FUN QUOTES FROM WEST SIDE STORY

SCHRANK (Simon Oakland): "You hoodlums don't own these streets. And I've had all the rough-house I can put up with around here. You want to kill each other, kill each other, but you ain't gonna do it on my beat. Are there any questions?"
BERNARDO (George Chakiris): "Yes, sir. Would you mind translating that into Spanish?"

RIFF (Russ Tamblyn): "Now I know Tony like I know me and I guarantee you can count him in."
ACTION (Tony Mordente): "In, out, let's get crackin'."
GEE-TAR (Tommy Abbott): "Where you gonna find Bernardo?"
RIFF: "He'll be at the dance tonight at the gym."
A-RAB (David Winters): "But the gym's neutral territory."
RIFF: "A-rab, I'm gonna make nice with him! I'm only gonna challenge him!"
ICE (Tucker Smith): "Great daddy-o!"

RIFF: "Look, Tony, I never asked the time of day from a clock but I'm asking you, come to the dance tonight. I already told the gang you'd be there. If you don't show I'll be marked lousy."
TONY (Richard Beymer): "What time?"
RIFF: "Ten."
TONY: "Ten it is."
RIFF: "Womb to tomb!"
TONY: "Birth to Earth. And I'll live to regret this."
RIFF: "Who knows?
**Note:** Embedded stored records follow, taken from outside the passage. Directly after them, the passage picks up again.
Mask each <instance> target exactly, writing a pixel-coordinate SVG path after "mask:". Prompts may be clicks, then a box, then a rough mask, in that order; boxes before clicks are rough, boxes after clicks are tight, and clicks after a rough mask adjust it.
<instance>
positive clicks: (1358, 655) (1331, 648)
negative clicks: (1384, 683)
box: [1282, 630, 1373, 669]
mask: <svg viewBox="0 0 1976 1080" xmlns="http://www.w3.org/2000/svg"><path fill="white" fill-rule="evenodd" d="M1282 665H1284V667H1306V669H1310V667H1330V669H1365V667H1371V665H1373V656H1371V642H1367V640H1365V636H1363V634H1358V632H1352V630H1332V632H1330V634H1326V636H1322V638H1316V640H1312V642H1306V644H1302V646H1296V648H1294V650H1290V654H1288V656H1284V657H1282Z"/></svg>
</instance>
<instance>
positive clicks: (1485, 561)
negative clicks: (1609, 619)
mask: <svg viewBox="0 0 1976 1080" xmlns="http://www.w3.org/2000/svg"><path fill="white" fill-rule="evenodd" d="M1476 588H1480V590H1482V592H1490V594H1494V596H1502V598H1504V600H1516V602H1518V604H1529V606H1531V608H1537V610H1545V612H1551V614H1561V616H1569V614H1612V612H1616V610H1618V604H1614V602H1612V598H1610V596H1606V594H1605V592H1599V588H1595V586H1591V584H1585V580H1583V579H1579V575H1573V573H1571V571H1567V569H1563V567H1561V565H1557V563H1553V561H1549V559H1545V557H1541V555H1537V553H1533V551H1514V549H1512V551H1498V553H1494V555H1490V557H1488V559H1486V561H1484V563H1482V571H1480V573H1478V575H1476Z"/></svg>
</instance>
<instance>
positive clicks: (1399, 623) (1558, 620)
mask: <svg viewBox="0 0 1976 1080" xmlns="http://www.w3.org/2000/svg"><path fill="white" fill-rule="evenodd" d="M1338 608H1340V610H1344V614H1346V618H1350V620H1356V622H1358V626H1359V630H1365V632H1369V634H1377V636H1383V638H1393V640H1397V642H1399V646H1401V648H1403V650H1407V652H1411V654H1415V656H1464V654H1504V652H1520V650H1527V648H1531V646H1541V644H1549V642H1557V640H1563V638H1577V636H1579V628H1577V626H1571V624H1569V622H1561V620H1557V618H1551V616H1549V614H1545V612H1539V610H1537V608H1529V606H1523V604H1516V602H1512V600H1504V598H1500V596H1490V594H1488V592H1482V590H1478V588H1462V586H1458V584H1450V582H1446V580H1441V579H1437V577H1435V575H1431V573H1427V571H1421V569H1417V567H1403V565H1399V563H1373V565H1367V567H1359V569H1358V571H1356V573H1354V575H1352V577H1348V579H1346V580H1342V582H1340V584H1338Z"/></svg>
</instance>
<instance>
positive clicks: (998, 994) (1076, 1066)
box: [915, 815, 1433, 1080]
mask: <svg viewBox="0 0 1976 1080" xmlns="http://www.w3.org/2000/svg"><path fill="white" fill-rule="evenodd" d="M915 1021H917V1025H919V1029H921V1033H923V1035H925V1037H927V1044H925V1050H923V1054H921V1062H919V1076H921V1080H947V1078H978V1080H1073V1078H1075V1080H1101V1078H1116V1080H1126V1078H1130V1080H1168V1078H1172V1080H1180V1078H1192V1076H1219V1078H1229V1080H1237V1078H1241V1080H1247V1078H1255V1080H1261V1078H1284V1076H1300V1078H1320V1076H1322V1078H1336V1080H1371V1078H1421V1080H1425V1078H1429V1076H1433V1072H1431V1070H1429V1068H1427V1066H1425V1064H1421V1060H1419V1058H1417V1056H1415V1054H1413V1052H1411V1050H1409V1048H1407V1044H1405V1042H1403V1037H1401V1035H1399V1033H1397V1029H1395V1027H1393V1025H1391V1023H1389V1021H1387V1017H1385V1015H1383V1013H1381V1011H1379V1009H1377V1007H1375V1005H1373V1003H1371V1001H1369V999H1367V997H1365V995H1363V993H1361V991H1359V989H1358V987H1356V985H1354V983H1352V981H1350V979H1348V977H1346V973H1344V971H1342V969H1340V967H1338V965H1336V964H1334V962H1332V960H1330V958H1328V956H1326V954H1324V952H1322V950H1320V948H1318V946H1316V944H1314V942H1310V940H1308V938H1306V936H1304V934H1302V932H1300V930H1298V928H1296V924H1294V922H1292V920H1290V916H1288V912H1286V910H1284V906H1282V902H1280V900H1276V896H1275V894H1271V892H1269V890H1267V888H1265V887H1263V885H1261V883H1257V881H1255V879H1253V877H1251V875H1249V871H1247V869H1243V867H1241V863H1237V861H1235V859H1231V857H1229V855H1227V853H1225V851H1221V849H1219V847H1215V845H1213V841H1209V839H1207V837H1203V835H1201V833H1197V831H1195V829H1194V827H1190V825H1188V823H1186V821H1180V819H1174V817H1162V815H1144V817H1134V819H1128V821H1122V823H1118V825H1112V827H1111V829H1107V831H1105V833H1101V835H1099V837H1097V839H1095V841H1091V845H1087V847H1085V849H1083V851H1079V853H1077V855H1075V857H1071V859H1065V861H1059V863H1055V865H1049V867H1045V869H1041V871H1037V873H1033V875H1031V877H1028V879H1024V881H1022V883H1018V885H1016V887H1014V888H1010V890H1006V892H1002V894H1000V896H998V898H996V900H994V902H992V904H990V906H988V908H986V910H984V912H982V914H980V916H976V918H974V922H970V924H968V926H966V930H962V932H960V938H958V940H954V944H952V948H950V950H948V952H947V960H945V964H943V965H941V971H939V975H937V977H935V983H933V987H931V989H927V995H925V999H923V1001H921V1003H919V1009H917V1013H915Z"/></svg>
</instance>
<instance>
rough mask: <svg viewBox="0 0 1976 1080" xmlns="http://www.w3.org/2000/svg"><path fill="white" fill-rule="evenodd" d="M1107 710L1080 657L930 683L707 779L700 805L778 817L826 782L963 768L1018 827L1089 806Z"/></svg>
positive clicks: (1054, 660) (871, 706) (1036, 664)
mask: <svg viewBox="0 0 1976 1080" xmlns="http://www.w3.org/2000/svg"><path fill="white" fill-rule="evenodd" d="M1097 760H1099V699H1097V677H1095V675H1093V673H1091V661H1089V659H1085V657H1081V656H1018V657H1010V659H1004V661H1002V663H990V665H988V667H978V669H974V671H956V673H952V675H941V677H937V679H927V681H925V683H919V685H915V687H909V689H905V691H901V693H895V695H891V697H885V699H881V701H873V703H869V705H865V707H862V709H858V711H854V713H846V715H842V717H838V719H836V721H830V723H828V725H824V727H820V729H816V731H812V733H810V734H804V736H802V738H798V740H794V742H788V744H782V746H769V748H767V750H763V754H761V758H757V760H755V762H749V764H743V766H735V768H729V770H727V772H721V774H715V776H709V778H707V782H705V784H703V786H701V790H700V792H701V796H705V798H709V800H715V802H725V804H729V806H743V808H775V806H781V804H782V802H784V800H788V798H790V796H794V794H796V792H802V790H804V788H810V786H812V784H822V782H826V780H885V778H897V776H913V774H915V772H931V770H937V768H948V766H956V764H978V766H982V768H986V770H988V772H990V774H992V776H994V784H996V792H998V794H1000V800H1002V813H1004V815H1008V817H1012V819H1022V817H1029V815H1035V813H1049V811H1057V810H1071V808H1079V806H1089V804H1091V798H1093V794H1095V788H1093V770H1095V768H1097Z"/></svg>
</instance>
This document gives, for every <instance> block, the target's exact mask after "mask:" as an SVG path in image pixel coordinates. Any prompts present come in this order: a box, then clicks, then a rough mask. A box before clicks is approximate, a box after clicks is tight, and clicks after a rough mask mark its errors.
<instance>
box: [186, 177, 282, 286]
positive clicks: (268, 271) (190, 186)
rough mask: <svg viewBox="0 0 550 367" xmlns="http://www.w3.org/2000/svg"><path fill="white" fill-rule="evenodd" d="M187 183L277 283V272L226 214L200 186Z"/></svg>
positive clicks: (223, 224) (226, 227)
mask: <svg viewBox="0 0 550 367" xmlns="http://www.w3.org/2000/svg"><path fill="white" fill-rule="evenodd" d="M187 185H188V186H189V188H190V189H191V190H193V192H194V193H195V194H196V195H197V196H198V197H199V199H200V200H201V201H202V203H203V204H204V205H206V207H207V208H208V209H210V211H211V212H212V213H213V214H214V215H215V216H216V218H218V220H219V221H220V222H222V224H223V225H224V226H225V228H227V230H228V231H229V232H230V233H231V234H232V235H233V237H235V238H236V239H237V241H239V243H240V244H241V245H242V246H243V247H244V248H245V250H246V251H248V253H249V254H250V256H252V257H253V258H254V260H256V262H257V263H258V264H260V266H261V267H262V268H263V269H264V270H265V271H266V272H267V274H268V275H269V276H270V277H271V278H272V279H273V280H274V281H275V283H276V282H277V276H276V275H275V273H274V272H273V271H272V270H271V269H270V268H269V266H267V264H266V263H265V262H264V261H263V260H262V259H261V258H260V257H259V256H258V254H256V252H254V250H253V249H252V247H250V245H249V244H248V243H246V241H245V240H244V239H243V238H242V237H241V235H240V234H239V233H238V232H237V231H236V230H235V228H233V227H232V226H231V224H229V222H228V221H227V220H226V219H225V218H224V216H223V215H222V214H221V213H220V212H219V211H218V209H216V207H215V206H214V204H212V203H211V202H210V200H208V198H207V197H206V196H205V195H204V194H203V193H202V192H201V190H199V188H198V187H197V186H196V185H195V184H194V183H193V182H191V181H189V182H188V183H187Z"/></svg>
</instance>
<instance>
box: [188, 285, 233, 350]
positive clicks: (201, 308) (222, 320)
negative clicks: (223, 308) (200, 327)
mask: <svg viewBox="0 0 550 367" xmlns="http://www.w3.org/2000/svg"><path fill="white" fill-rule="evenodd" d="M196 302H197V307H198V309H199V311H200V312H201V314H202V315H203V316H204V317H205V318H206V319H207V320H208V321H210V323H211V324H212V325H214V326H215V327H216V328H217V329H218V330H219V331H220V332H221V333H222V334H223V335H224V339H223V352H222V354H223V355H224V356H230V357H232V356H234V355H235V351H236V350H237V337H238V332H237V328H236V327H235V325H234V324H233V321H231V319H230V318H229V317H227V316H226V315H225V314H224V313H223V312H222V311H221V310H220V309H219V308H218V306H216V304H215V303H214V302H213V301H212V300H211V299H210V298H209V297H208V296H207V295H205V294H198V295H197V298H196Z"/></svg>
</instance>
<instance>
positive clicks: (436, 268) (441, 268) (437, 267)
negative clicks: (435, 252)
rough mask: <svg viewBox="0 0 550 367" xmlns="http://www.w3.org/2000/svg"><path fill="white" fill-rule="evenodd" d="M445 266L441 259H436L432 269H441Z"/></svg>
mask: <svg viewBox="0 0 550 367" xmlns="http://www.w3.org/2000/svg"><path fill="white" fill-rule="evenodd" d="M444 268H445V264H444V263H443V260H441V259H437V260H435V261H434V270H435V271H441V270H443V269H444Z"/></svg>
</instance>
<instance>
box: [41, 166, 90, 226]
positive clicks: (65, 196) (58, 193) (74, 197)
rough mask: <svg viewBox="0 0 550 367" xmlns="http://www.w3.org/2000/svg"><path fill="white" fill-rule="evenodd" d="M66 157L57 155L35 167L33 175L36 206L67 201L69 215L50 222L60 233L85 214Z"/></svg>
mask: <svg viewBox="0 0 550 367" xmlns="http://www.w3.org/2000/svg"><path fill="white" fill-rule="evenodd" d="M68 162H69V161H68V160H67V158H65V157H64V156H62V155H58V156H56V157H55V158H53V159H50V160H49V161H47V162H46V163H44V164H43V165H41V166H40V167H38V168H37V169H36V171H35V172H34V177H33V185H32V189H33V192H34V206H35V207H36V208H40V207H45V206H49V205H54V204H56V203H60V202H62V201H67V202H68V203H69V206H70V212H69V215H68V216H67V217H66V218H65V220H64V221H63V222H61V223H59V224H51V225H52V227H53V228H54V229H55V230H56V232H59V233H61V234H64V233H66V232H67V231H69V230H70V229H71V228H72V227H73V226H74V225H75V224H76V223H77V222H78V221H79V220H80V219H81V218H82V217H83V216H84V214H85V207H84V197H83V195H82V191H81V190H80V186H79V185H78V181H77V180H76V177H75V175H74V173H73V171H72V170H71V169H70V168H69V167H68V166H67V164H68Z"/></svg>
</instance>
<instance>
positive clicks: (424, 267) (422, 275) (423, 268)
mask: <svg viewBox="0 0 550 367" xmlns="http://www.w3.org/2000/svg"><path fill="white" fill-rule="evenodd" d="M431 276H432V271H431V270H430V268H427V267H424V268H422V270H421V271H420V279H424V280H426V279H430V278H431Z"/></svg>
Maybe what you been waitin' on will be twitchin' at the dance tonight."

MARIA (Natalie Wood): "My brother is a silly watchdog!"
BERNARDO: "Ah, my sister is a precious jewel!"
ANITA (Rita Moreno): "What am I, cut glass?"

JETS: "Dear kindly Sgt. Krupke, ya gotta understand. It's just our bringin' upke that gets us outa hand. Our mothers all are junkies, our fathers all are drunks. Golly Moses, naturally we're punks! Gee, Officer Krupke, we're very upset. We never had the love that every child oughta get. We ain't no delinquents, we're misunderstood. Deep down inside us there is good."

SHARK WOMEN: "Here you are free and you have pride."
SHARK MEN: "Long as you stay on your own side."
SHARK WOMEN: "Free to be anything you choose."
SHARK MEN: "Free to wait tables and shine shoes."

BERNARDO: "I think I go back to San Juan."
ANITA: "I know a boat you can get on."
BERNARDO: "Everyone there will give big cheer!"
ANITA: "Everyone there will have moved here."

ICE: "Don't get hot, cause, man, you got some high times ahead. Take it slow and Daddy-o, you can live it up and die in bed. Boy, boy, crazy boy, keep cool boy."

MARIA: "All of you! You all killed him! And my brother, and Riff. Not with bullets, or guns, with hate. Well now I can kill, too, because now I have hate!"